- Ja oczekuję od posła, żeby nie wytaczał się z klubu na Mazowieckiej, o czwartej nad ranem - mówił w Telewizji Republika publicysta niezaleznej.pl Piotr Kotowski. O sprawie pobicia niezrzeszonego posła Przemysława Wiplera dyskutowali także posłowie Marcin Święcicki z PO oraz Witold Waszczykowski z PiS.
Zdaniem przedstawiciela Platformy Obywatelskiej źle to wszystko wygląda. - Awantura o czwartej nad ranem, w którą wmieszał sie poseł - mówił w programie Tomasza Sakiewicza "Polityka przy Kawie". Dopytywany, czy nie dziwią go jednak obrażenia, jakie Wipler odniósł podczas tej interwencji oraz wyraźne ślady pobicia, przyznał, że ma nadzieję, że wszystko zostanie wyjaśnione. - Mam nadzieję, że policja sprawdzi również ten wątek, przekroczenia uprawnień policji. Zdarzają się incydenty, w których i funkcjonariusze przesadzają. Tak było choćby rok temu, podczas Marszu Niepodległości, gdzie jeden z funkcjonariuszy brutalnie kopał obezwładnionego już uczestnika, który próbował chronić się w bramie przed kolejnymi ciosami. Ale poseł Wipler raczej nie był w tym wypadku niewiniątkiem - ocenił Święcicki.
Jego zdaniem "to jest za głośna sprawa, żeby przeszła bez echa". - Poseł Wipler na pewno będzie bronił się do końca, jest młody jeszcze, więc ma szansę. Na pewno będzie chciał jak najbardziej zdjąć winę z siebie, ale na pewno bez tej winy nie jest - uważa były prezydent Warszawy.

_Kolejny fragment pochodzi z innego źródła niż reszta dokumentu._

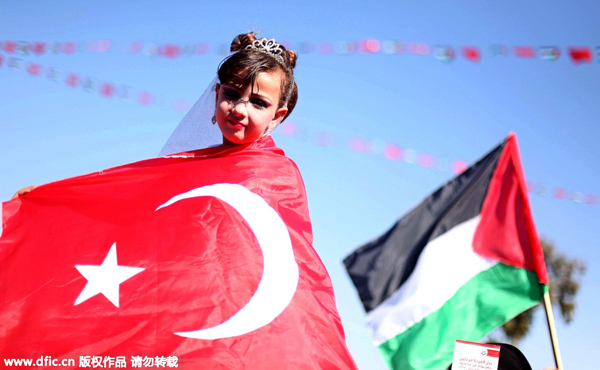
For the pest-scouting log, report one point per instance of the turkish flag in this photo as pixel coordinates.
(204, 255)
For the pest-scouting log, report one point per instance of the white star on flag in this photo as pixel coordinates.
(105, 278)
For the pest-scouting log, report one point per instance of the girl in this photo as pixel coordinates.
(263, 300)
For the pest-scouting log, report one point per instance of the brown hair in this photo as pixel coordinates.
(242, 68)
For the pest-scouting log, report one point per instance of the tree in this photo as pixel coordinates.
(565, 274)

Prowadzący program Tomasz Sakiewicz pytał Witolda Waszczykowskiego, czy cieszy się, że Wipler nie jest już od jakiegoś czasu reprezentantem jego partii. - Jakaś solidarność poselska z Wiplerem mnie obowiązuje - przyznał poseł PiS, ale zastrzegł, że "oczywiście kontekst zdarzenia jest niekorzystny dla Przemysława". - Świt, po jakiejś imprezie. Ale mnie bulwersuje, że minister Sienkiewicz zapowiedział, że nie ujawni materiałów wideo, tylko przekaże je prokuraturze. I dopiero prokuratura miałaby zdecydować o ich publikacji - zaznaczył. Jak mówi, zgodnie ze starą anglosaską zasadą, "obrazek jest warty więcej, niż tysiąc słów". - Po twarzy Wiplera widać, że nie była to normalna interwencja policji - stwierdził Waszczykowski.
Jako ostatni, całą sytuację ocenił publicysta niezaleznej.pl Piotr Kotomski. - Ja oczekuję od posła, żeby nie wytaczał się z klubu na Mazowieckiej, o czwartej nad ranem - zazaczył. - Ale jest szereg niepokojących zdarzeń, z nieujawnieniem monitoringu na czele. W przypadku celebryty Wojewódzkiego, te taśmy znalazły się bardzo szybko - przypomniał na koniec Kotomski.